Comme vous avez tous été très sages cette semaine, vous avez droit à une belle image, ça vous reposera des citations. Elle s’appelle « Les vacances de Hegel », et elle est de Magritte.

Une image peut-elle remplir la même fonction qu’une citation ? Sûrement pas ; mais elle peut avoir la même structure. Une phrase est faite d’une articulation de signes : le sens de chacun est tributaire du sens de tous les autres, et bien sûr c’est réciproque. C’est comme un organisme. Or, ici, nous avons aussi une articulation de signes. Ça se lit de haut en bas : un verre (plutôt élégant) rempli d’eau ; un parapluie (également élégant) ; un fond absolument neutre, espace sans structure ni profondeur, simple surface colorée et mate, comme souvent chez Magritte.

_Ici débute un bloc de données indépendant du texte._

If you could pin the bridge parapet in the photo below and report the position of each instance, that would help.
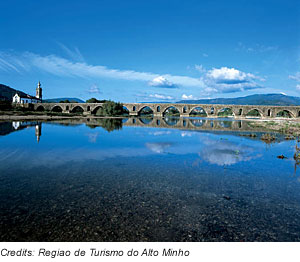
(212, 110)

Où est l’articulation ? Quel sens peut naître qui ordonne ces signes ? Pourquoi ne pourrait-on pas commencer par le parapluie pour finir par le verre d’eau ? Eh bien simplement parce qu’il y a le titre. Hegel nous dit-il. Donc, Hegel = dialectique ; donc verre d’eau + parapluie = la pluie et ce qui s’y oppose, le parapluie donc. La thèse et l’antithèse. Mais où est donc la synthèse ? Pas dans le glacis qui sert de fond, qui n’est là qui pour signifier la non signifiance d’un espace sans structure. Nous la retrouverons dans le titre : « Les vacances de Hegel ». Voilà, qui dit vacances dit souci du beau temps, promenades sous la pluie (donc : verre d’eau = pluie), donc parapluie pour ne pas se faire mouiller. Le sens du tableau, synthèse de ces éléments serait - par exemple - « Le petit père Hegel part en vacances, mais tout philosophe qu’il est, comme n’importe qui il est enquiquiné par la pluie d’un été pourri. »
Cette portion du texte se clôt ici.